Why can it continue to rise? Institutional data supports that several top investment banks have recently raised their target prices for 2026, with a consistent core logic:

  • Goldman Sachs: Raises the target for gold prices at the end of 2026 from $4,900 to $5,400 / ounce (an increase of about 10%), citing strong private sector demand, emerging market central banks continuing to diversify reserves, and long-term high levels of safe-haven sentiment.

  • J.P. Morgan: Expects an average of $5,055 / ounce in the fourth quarter of 2026, nearing $5,400 by the end of the year, even higher. Overall bullish to over $5,000.

  • Bank of America: More aggressive, predicting that gold prices will soar to $6,000 / ounce in the spring of 2026 (over 20% higher than current levels).

  • Other consensus: Institutions like Metals Focus expect the peak in 2026 to be around $5,500. The overall atmosphere is 'entering a new super cycle', driven by factors including:

    • Ongoing geopolitical uncertainty (tariff threats, government shutdown risks, etc.) continues to drive up safe-haven demand.

    • Central bank buying + inflation hedging + low interest rate expectations.

    • Silver and other precious metals are synchronously strong, amplifying the attractiveness of gold.

Short-term risks: If the Federal Reserve unexpectedly becomes hawkish or geopolitical risks suddenly ease, a pullback may occur. However, in the medium to long term (for the entire year of 2026), most analysts believe the probability of continued increases is much higher than declines, with target ranges generally around $5,000-$6,000.

What will be the future trend of Bitcoin? Has it entered a bear market?

It is currently not in a bear market, but a normal high-level oscillation + pullback phase in a bull market. The overall trend for 2026 still leans bullish, but short-term pressure is evident, and volatility will be greater.

Current Bitcoin price (January 26, 2026)

  • About $86,500 - $86,800 (Yahoo Finance shows around $86,802, recently down more than 10% from the peak of over $97,000).

Why hasn't it reached a bear market yet? Overview of mainstream predictions

  • Bernstein: Maintains a 2026 target of $150,000, peak of $200,000 in 2027, believing the institutional buying cycle has extended and the bull market is not over.

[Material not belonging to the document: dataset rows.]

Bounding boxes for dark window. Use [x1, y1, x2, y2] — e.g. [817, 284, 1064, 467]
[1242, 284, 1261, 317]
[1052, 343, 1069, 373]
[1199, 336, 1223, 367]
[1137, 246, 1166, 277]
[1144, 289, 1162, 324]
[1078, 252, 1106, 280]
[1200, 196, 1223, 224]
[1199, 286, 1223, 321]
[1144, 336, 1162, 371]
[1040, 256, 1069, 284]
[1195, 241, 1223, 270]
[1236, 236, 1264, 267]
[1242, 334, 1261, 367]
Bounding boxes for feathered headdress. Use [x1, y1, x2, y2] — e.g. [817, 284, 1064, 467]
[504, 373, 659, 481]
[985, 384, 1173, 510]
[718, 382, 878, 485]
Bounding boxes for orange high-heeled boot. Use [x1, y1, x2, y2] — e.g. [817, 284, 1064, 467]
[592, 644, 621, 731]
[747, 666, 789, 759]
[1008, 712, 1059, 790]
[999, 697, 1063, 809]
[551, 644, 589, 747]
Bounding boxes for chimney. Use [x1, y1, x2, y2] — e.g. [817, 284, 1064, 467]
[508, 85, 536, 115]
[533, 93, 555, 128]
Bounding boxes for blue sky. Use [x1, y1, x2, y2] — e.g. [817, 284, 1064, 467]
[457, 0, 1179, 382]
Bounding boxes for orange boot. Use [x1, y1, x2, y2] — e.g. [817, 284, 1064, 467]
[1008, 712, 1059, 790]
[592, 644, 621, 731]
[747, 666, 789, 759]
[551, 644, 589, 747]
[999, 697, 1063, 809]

  • Changelly / CoinDCX: May oscillate in the $95,000-$105,000 range in early 2026, and if support holds, it will not quickly turn bearish.

  • CoinDesk / Schwab: The overall 2026 will be a 'positive year for bitcoin', but it will be more 'boring' (mainly oscillating), rather than explosive growth.

  • Mudrex / Amberdata: Unless it consistently falls below $65,000, it cannot be considered entering a bear market. 2026 will not directly enter a 'crypto winter', but rather the tail end of a bull market or a consolidation period.

  • Some pessimistic voices: Reddit communities and some analysts worry that if liquidity worsens + macro risks intensify, it may drop to the $70k-$80k or even $50k-$60k range, but this is still a 'bull market pullback' rather than a confirmation of a bear market.

The main reasons for the current pullback: profit-taking, leveraged liquidation, capital rotation into gold as a safe haven, and panic ahead of the Federal Reserve meeting. However, historically, bull markets after halving typically last for 1-2 years, and 2026 is still in the latter part.

So as of now: Safe-haven assets vs. risk assets in the short term are led by safe-haven assets, while in the long term, risk assets are already carrying high returns.